A student was too poor to buy enough food. Her death has raised poverty concerns in China
A college student who experienced malnutrition because she was too poor to afford adequate food has died in southwestern China, sparking concerns about poverty in the world’s second largest economy.
Wu Huayan, 24, died at the Affiliated Hospital of Guizhou Medical University in the city of Tongren on Monday, a spokesman for the hospital confirmed to CNN, while declining to provide a reason for her death.
A third-year student at Guizhou Forerunner College, Wu was 135 centimeters tall (4.4 feet) and weighed just 21.6 kilograms (48 pounds), according to a statement by the Tongren municipal government in October. She captured national attention that month, when her story was told in Chinese media.
Both of Wu’s parents had died and she was living with her younger brother, surviving on a social security program allowance of 300 yuan ($43.50) per month, according to the government statement. Her brother had a mental illness, and Wu had adopted an extremely frugal lifestyle to save money to help care for him.
The state-run Beijing Youth Daily reported that Wu regularly skipped breakfast and for other meals, only ate rice mixed with chilli that she prepared at home. The government statement said she had reportedly taken up the diet as a high school student.

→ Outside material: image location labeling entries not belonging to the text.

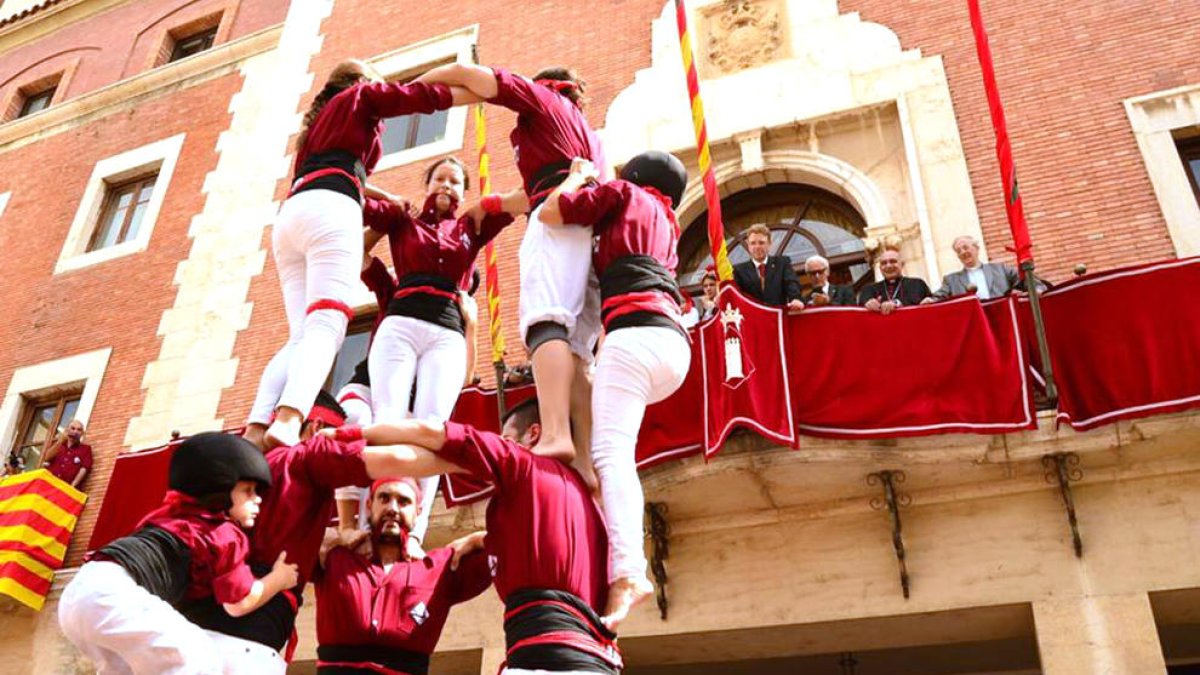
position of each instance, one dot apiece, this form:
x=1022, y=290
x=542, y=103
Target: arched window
x=803, y=220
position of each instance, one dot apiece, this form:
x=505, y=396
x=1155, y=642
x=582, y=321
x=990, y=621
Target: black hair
x=563, y=73
x=454, y=161
x=523, y=414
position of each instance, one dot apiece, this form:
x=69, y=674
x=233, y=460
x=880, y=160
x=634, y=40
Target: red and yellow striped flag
x=715, y=225
x=37, y=515
x=492, y=276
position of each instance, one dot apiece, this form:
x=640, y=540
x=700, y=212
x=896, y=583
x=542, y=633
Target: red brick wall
x=114, y=304
x=121, y=41
x=1063, y=70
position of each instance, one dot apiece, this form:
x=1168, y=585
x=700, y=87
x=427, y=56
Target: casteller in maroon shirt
x=292, y=519
x=70, y=460
x=549, y=548
x=372, y=619
x=551, y=131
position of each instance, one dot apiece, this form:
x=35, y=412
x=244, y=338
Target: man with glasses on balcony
x=895, y=290
x=767, y=279
x=822, y=292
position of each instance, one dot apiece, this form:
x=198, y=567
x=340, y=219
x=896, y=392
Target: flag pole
x=1013, y=205
x=492, y=274
x=705, y=157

According to the statement, Wu was admitted to hospital in October after her legs became swollen. A doctor said her heart valve was seriously damaged, and correctional surgery would cost over 200,000 yuan ($29,000), it added.
After her plight shocked the country, a Beijing-based charity set up a fundraising campaign for Wu, which has since raised over three times the amount needed for the surgery.
Despite the donations, Wu’s health deteriorated this year before she died on Monday, according to Beijing Youth Daily.
Wu’s death has sparked outrage among Chinese social media users, and many questioned why the country could not have done more to save the student.
“It is hard to imagine that some people still do not have access to proper food even though it is already 2020,” a user posted on Weibo, China’s version of Twitter. “I just cannot understand the poverty alleviation work,” another wrote.
Xi’s plan to eradicate poverty
In 2015, Chinese President Xi Jinping announced a plan to eradicate poverty and build a “moderately prosperous society” by the end of this year. China has dispatched some 775,000 party officials to drive the anti-poverty campaign.
China is the second largest economy in the world, with a GDP of $13.6 trillion in 2018, according to World Bank estimates. However, the country’s journey of economic development has created great inequality between mega-cities, such as Beijing and Shanghai, and rural areas.
According to the International Monetary Fund, China has “moved from being moderately unequal in 1990 to being one of the world’s most unequal countries.”
John Donaldson, a poverty expert and associate professor at Singapore Management University, told CNN in April that while local leaders appeared to have taken the task seriously, there is still a long way to truly eradicate rural poverty in the long run.
At the end of 2018, some 16.6 million people were still living under the poverty line across China, which is defined as below 2,300 yuan ($333) per year per person, according to the country’s National Bureau of Statistics.